More specifically, the problem is that labor law is rooted in the Commerce Clause. Shaun Richman argued this in his book, Tell the Bosses We’re Coming, and that we should instead anchor labor rights in constitutional rights. The pinch of course comes in getting such an improvement through an extremely rightwing congress, where luminaries like Andy “the Bolsheviks Are Coming” Biggs and Mo “Bulletproof Vest” Brooks doubtless regard any union activity as violent leftwing Marxism.
And don’t even mention the supreme court, which has absolutely zero interest, zip, nada, in the rights of anybody in the workplace aside from ceos and corporations themselves, which the high court endowed with super-personhood – all the privileges of human beings and none of the obligations. You should expect something else from the supremes. Like maybe mandatory prayer at the start of the workday.
These Ubermenschen – corporations – dominate politics, the economy and society, and their sworn enemy is, of course, organized labor. But even though they hold so many cards, there’s one they lack – solidarity. That’s what’s happening at Starbucks and all the other corporate employers shocked that their workers object to being deprived of bathroom breaks or that, for instance, Frito Lay workers revolted last summer against forced overtime and 84-hour work weeks. They didn’t like how they were treated in the Topeka, Kansas plant, which involved a worker collapsing on the job and dying, and co-workers ordered to move the body out of the way, put in another worker, and keep going. (Frito Lay denies this charge.) These workers won a two-year contract, by the way, that raised wages and gave them one day off each week.

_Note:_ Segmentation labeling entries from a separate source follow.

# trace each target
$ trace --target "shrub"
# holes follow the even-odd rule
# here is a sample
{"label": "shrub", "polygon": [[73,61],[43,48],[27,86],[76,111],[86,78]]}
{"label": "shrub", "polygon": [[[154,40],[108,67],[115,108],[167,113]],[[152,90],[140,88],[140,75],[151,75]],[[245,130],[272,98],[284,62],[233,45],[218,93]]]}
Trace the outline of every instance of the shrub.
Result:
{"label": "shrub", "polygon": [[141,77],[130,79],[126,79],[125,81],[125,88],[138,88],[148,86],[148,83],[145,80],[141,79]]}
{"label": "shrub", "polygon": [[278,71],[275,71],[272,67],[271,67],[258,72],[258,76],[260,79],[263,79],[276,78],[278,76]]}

What, you may wonder, ever happened to the eight-hour day, the 40-hour work week and the weekend as a sacred time of rest and relaxation? They went the way of the defined-benefit plan. That’s the way of the dodo. Like most of labor’s twentieth century wins, they were hunted to extinction. Congress and the high court are fine with that. So don’t make the mistake of looking to them for help.
But workers still retain one weapon in their depleted arsenal: the right to strike. To judge from recent events and corporate defeats, they’re making the most of it. That’s good news, because lots of employees are being worked to death. They deserve better, and, pace Frito Lay, they even deserve more than one day off each week.